Onchain analytics provider Nansen has launched an AI-powered integrated trading solution within its web and mobile applications, initially rolling out on Solana and Base.
The launch represents a strategic expansion for a firm built on a proprietary dataset of more than 500 million labeled wallet addresses. Nansen said the solution integrates analysis and execution within a single interface, addressing a traditionally fragmented workflow for onchain traders.
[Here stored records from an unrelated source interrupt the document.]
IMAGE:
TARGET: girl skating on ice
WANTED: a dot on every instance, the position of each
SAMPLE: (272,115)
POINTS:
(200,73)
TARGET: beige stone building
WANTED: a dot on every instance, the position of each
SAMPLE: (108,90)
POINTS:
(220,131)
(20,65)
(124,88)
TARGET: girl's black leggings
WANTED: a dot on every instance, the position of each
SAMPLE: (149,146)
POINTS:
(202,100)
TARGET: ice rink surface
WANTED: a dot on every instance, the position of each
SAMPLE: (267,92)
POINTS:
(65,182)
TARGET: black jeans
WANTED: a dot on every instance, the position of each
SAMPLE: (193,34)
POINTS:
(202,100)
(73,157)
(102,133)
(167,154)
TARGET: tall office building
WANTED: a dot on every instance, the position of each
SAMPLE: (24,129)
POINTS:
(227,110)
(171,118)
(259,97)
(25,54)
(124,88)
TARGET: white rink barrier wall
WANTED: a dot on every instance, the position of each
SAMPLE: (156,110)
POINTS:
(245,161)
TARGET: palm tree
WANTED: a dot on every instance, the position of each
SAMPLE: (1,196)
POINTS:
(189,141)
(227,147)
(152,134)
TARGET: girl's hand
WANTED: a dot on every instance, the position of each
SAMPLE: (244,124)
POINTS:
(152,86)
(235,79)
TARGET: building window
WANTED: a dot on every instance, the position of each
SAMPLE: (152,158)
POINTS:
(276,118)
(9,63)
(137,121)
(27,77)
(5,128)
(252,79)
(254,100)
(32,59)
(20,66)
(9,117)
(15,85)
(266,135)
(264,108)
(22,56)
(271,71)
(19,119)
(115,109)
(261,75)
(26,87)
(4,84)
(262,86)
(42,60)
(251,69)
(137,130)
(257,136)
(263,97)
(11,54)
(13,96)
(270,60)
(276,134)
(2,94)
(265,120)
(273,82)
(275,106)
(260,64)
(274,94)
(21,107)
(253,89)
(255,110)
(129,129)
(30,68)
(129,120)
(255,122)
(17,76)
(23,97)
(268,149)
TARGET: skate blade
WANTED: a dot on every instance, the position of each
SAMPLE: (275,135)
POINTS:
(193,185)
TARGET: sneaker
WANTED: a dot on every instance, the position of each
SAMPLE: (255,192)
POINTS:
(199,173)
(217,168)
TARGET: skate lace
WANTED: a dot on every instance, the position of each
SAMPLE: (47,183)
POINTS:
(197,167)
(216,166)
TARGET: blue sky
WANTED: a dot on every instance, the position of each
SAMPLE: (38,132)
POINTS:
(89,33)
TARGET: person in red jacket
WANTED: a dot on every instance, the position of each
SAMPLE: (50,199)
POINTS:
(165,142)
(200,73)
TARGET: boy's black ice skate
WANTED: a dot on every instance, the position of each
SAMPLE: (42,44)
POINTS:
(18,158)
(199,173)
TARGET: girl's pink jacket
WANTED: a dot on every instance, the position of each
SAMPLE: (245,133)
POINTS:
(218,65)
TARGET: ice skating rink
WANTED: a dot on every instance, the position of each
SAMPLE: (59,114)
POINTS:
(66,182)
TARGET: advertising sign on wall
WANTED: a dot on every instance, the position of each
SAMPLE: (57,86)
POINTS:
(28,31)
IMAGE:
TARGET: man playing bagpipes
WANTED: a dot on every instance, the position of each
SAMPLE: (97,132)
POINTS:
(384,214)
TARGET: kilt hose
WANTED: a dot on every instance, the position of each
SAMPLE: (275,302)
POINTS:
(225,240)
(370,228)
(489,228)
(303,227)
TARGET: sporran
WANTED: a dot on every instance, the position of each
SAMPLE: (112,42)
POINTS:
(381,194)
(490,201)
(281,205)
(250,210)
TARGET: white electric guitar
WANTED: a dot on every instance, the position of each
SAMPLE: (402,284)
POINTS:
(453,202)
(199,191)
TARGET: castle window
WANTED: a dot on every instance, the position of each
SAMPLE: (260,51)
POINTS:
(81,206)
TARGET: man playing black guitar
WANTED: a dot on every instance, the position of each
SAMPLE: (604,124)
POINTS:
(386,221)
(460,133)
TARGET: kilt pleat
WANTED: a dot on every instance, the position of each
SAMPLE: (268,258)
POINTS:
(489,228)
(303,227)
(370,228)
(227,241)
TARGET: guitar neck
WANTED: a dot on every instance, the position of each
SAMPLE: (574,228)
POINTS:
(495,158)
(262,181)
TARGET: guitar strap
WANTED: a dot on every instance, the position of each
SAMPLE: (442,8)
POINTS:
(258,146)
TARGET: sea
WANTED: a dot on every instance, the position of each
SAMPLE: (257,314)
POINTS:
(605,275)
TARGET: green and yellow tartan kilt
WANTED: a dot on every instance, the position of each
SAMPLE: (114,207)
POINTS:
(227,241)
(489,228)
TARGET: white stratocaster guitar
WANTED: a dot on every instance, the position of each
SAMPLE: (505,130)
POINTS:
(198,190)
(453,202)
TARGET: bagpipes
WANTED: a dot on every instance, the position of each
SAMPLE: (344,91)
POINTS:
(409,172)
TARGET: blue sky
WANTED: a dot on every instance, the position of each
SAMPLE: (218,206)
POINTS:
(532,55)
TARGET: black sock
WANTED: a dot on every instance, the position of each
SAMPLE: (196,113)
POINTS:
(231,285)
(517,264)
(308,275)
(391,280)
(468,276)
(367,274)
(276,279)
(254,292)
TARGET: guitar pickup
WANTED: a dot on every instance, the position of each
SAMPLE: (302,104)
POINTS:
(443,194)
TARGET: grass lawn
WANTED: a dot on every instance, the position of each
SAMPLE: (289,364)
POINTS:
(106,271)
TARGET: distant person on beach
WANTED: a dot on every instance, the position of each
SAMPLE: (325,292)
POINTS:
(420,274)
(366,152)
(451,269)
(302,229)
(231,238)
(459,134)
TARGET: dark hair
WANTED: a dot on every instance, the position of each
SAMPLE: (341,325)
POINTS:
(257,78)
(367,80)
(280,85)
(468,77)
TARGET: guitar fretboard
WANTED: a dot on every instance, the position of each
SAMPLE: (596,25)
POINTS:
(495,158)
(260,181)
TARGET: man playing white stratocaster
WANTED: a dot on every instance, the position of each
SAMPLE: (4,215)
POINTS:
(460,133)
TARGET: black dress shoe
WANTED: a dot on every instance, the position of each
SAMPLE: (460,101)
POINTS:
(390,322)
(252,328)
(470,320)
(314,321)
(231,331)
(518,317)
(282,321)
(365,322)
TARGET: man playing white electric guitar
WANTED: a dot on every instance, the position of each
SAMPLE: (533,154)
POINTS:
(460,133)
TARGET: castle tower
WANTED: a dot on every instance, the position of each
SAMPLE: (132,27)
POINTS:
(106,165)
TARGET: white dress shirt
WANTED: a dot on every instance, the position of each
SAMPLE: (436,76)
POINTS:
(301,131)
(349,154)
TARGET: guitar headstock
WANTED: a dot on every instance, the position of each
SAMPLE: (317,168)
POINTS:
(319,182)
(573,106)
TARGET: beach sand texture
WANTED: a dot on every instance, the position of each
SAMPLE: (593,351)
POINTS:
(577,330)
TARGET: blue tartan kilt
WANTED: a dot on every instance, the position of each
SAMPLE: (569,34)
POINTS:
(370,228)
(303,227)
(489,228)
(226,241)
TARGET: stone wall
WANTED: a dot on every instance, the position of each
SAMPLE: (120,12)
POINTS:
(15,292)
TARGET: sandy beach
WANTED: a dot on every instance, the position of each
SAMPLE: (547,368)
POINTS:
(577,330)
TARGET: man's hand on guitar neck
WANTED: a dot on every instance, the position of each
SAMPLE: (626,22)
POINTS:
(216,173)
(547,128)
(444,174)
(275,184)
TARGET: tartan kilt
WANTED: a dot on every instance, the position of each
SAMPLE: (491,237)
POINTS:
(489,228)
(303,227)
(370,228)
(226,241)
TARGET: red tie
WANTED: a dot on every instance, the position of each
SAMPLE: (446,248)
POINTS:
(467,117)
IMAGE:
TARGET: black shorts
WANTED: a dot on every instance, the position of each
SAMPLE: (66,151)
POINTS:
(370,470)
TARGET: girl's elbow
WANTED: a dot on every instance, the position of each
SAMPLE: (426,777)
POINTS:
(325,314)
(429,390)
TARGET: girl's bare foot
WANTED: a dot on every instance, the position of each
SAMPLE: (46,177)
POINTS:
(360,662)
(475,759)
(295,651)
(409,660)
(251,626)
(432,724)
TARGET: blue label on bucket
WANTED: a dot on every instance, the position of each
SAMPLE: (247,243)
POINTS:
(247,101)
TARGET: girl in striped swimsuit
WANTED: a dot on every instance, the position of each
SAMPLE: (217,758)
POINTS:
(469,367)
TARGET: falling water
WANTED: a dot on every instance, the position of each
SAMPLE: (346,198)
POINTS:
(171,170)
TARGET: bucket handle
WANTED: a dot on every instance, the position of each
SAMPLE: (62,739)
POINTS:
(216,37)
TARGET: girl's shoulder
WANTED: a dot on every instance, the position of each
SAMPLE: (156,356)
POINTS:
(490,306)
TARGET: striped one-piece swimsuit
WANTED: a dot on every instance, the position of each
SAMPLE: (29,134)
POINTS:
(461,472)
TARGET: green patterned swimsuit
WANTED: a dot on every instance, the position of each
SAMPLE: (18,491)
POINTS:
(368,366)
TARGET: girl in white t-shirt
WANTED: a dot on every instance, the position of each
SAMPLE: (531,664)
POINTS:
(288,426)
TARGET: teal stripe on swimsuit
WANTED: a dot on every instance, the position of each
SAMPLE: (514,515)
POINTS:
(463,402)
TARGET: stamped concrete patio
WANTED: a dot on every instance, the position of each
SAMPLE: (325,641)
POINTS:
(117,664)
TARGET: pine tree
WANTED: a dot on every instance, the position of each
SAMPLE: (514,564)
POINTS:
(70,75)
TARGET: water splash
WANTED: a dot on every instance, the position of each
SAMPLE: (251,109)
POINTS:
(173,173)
“This is the most significant product launch in Nansen’s history,” Alex Svanevik, co-founder and CEO of Nansen, said in a statement shared with The Block. “For years, Nansen has been the best in the world at surfacing high-quality signals for onchain investors. That data foundation is what made Nansen AI, our mobile app, possible. Now, we’re closing the loop by enabling users to execute trades directly in our product, both through an AI-native conversational mobile UX and a trading terminal on the web.”
How the AI agent executes trades
The Nansen AI agent enables what the company describes as “vibe trading,” where users can execute trades by conversing with the mobile app or using a web terminal. The agent provides data-backed suggestions but requires explicit user approval for each transaction. It operates under user-defined rules, and does not take custody of funds, according to the statement.
Nansen partnered with liquidity aggregator Jupiter for swaps on Solana and OKX DEX for swaps on Base, while cross-chain routing is handled by LI.FI, it said. All transactions are processed through the embedded Nansen Wallet, which uses infrastructure from Privy to provide a self-custodied account, the firm added.
Trading functionality is available immediately to eligible users. However, Nansen confirmed that the service is restricted in several jurisdictions, including Singapore, Cuba, Iran, North Korea, Syria, and Russia.
The launch coincides with rapid growth in crypto AI agents, and industry infrastructure has developed in parallel. Coinbase unveiled a tool in October 2025 allowing AI models like Claude and Gemini to access crypto wallets, and the Coinbase-incubated x402 payments protocol built for AI agents rolled out its V2 upgrade last December.
At the same time, risks tied to autonomous agents have drawn scrutiny. According to previous reporting from The Block, AI research firm Anthropic warned that automated agents pose an immediate threat to smart contract security. In a mock environment using models, including Claude 4.5 and GPT-5, AI agents successfully exploited 207 of 405 contracts deployed between 2020 and 2025, resulting in the theft of $550 million in simulated revenue.